SS Lazio v Parma - Serie A Photo by Giuseppe Maffia/NurPhoto via Getty Images

Almost all of Lazio’s goal output comes courtesy of Luis Alberto and Ciro Immobile. That’s no exaggeration: in four appearances this season Immobile has scored four times and added one assist; Alberto has three assists and one goal.

To stop Alberto means to stop Lazio. Below, is the write-up I did for my first Film Room Five of the season looking at Alberto’s ability to play at his own pace. Expect Conte to shadow Alberto on Wednesday night. Shut down the Spanish wizard, and Inter should be fairly comfortable defensively.


It’s always fun to watch a player turn a physically ingrained weakness into a tool. Nobody does that quite like Luis Alberto.

Alberto doesn’t have pace. He doesn’t have the springs to pogo stick by a defender and attack open space. He gets by with smarts and guile and a quick-twitch brain that lets him think a step or two ahead of everyone else.

He is kind of sort of agile. He can take two or three touches in the time you can take one or two steps. Alberto knows how to leverage that into an advantage. He’s a tease. You see the ball, you go for it, and by the time the brain has sent the signals to your legs, he’s nudged it just a little farther. In full-flight, it’s damn near impossible to stop. Alberto can break the lines, get his head up, and pick out runners attacking a fractured defence. The only other option: bring him down:

Alberto is the fulcrum of everything Lazio does in its build-up play. He is the guy who can slither through small nooks and unlock a tightly bound defence. He drifts from here to there, but always with a good understanding of his defensive responsibilities and how his position relates to the remaining geography of the pitch. He’s not a luxury number 10 shoved back a couple of spots doing his own thing. He knows that by moving the position X, his teammate will do Y, and the defence will counter with Z. He’s always bringing balance and order to an attack that can be frenetic and disjointed.

One of the highlights of Matchday one was watching Alberto pick Sampdoria apart. He finished the game with two assists and completed 94 percent of his passes.

Samp came into the game focusing on Alberto. Cut out long balls over the top, pin Alberto to one position in the middle of the field -- with bevy of defenders shuttling around him -- and you will stop Lazio, the theory goes.

Lazio have found a nice way of counterbalancing Alberto’s lack of burst by accentuating his vision and passing brilliance. Alberto is surrounded by a hoard of speedsters: Immobile, Correa, Milinkovic-Savic, Lulic, and Lazzari. They all play hard and run like hell.

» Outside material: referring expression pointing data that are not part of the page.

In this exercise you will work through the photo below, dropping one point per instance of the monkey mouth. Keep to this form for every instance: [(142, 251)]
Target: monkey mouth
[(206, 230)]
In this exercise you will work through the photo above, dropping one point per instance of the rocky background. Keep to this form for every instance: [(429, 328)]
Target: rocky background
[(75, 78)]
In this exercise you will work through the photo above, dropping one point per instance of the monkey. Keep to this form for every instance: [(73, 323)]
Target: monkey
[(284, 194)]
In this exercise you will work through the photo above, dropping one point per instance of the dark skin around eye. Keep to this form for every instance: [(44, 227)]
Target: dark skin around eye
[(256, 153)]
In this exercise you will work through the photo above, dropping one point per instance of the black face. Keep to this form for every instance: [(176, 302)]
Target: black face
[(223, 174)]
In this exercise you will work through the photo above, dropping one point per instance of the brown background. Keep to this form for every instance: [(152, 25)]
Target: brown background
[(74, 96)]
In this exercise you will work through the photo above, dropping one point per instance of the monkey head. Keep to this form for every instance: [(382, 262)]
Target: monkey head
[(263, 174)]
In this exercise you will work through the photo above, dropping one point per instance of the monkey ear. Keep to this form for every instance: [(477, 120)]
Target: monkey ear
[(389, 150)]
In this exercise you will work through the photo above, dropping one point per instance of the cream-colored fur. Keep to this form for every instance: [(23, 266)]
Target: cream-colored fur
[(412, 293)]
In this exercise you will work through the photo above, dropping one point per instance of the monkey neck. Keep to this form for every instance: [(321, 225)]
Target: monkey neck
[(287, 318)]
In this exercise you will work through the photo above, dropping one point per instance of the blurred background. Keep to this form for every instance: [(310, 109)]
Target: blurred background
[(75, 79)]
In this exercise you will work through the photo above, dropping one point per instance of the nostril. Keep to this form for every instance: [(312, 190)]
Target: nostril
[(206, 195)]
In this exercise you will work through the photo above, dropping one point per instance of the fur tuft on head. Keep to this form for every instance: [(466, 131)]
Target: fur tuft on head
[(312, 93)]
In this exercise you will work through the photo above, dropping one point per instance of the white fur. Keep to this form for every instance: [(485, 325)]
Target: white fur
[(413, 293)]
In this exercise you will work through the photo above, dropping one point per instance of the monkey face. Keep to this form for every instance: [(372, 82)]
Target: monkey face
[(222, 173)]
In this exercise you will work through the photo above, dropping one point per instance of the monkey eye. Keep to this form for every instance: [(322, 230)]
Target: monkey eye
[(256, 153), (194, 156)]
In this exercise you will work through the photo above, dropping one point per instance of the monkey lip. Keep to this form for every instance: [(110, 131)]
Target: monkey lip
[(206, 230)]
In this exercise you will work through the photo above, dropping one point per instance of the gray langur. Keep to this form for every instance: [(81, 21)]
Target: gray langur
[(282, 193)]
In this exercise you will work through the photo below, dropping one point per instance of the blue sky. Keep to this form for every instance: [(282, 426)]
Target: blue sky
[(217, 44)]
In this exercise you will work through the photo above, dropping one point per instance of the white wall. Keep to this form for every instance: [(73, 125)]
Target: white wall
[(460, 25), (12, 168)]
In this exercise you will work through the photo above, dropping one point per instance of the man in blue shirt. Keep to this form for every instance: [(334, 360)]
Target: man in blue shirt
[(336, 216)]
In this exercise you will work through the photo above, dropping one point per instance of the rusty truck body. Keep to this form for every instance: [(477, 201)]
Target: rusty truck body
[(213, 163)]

(quick aside: Correa’s off-ball and on-ball vision has really gone to another level. He makes smart runs, knows when to attack space and back-up to create space, and has been better at finding runners at unusual angles. Correa is just a different player than his early days – young guys develop. Stunning.)

Lazio break quick and stun opponents. If you can’t enjoy Alberto leading the charge on a fast break, why even watch this thing?

Watch him nip the ball away, accelerate, then slow the tempo. That’s where he’s comfortable: sitting in the pockets between the lines while pacey players orbit all around.

Alberto holds the ball. He’s waiting for support. Immobile and Correa join the attack. Then, he did that thing. Did you catch it?

This:

One touch to get it out your feat. Then, bang! Right? No!

Watch it again. Alberto takes an extra touch. An extra beat. The plays slides from R&B to jazz. The defender sticks his leg out to block a pass because that’s when Alberto is supposed to pass. But he doesn’t, not this little magician. He takes a touch, because why in the hell not?

It gave him a better sightline to squeeze the ball through to Correa who wrapped up the counter-attack.

When those destructive, fast breaks don’t work, however, Lazio rely on Alberto to pick the lock. He modulates the tempo. Demands the ball. And he’s always finding space:

Look how pissed he is that he didn’t get the ball first time. No bother. He shuffles into fresh space, spreading the lines vertically. Then he gathers the ball and moves the ball vertically between the lines again. It looks simple, but only because he makes it look simple. The best conductors always do.

That knee. That touch. That ball. That is spicy. Finding players who play at their own pace that aren’t out of place is a rare quality. Alberto has it.